JOHANNESBURG — Nelson Mandela will likely greet fans and players for 10 to 15 minutes at the World Cup opening ceremony before watching the rest of the game from home, his grandson said Tuesday.
"We believe that maybe before the game we could bring him to the game just to greet the players and greet the fans," Nkosi Zwelivelile Mandela said.
Mandela, 91, was South Africa's president from 1994-99 after spending 27 years in prison during the apartheid system. He attended the 1995 Rugby World Cup final in Johannesburg, and any possible appearance during Friday's ceremony at Africa's first soccer World Cup would energize the nation.
There have been doubts Mandela would appear because of his advanced age. He was a key factor in South Africa's winning bid, but has made few public appearances in recent years.

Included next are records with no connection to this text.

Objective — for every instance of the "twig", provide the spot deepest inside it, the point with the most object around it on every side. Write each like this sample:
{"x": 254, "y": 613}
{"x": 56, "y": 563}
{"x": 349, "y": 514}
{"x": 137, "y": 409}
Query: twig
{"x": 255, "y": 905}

His presence at the 1995 rugby final at Ellis Park, when South Africa surprisingly beat New Zealand after years of exile from international sport, was seen by many as the moment when South Africans were truly united.
ALTIDORE BACK: U.S. forward Jozy Altidore resumed full training, six days after spraining his right ankle in practice.
"I feel great. The ankle feels fine," Altidore said in comments relayed by the U.S. Soccer Federation. "It's a little sore, but I had no issues participating in all the exercises today."
Altidore, with nine goals in 25 international appearances, didn't play in Saturday's 3-1 exhibition win over Australia.
PORTUGAL STAR OUT: Another day, another top star knocked out of the World Cup. Tuesday it was Portugal wing Nani, ruled out with a shoulder injury sustained in training last week. Even without him, Portugal had little trouble dispatching Mozambique, 3-0, in its final World Cup warmup.
SPAIN SOARS: Fernando Torres scored in his return from knee surgery, Cesc Fabregas got a goal in his second game since breaking a leg, and host Spain won its 11th in a row, routing Poland 6-0 in an exhibition in Murcia. Andres Iniesta left in the 39th minute with an apparent right thigh strain. Iniesta, whose season for Barcelona was cut short when he tore a muscle in the same thigh in April, was expected to have medical scans today in Barcelona. Torres, who had right knee surgery April 18, replaced David Villa in the 66th minute and scored in the 76th.
BRAZIL THE PICK: Big shock here — Brazil is the team to beat in the World Cup, according to a global survey by the Nielsen Company. The survey found that 34 percent of respondents worldwide believe Brazil will win the title, with Argentina, England, Germany, and the United States tied for second at 9 percent. The numbers are based on 27,664 survey responses from 55 countries. The only region not to pick Brazil was North America, where 46 percent, including half of U.S.-based respondents, went for the Americans.
NETHERLANDS: Coach Bert van Marwijk said he has little hope Arjen Robben will be fit to face Denmark in the team's opener. Robben (hamstring) was hurt in Saturday's 6-1 exhibition win over Hungary.
HONDURAS: The government approved a work schedule that allows 200,000 public employees time off the job to watch the national team play during the tournament. The government has urged private enterprises to do the same.
BECKS ONLINE: Yahoo.com signed David Beckham to be part of its tournament coverage. Beckham will help promote the site, which will feature a David Beckham channel with commentary on soccer's biggest event. The English star and MLS player is out of the World Cup with a torn left Achilles' tendon.
ELSEWHERE: Former Liverpool coach Rafa Benitez will be the new coach for European Champions League winner Inter, club president Massimo Moratti said. Benitez replaces Jose Mourinho, who also led the Milan giant to its fifth straight league title plus the Italian Cup last season before leaving for Real Madrid.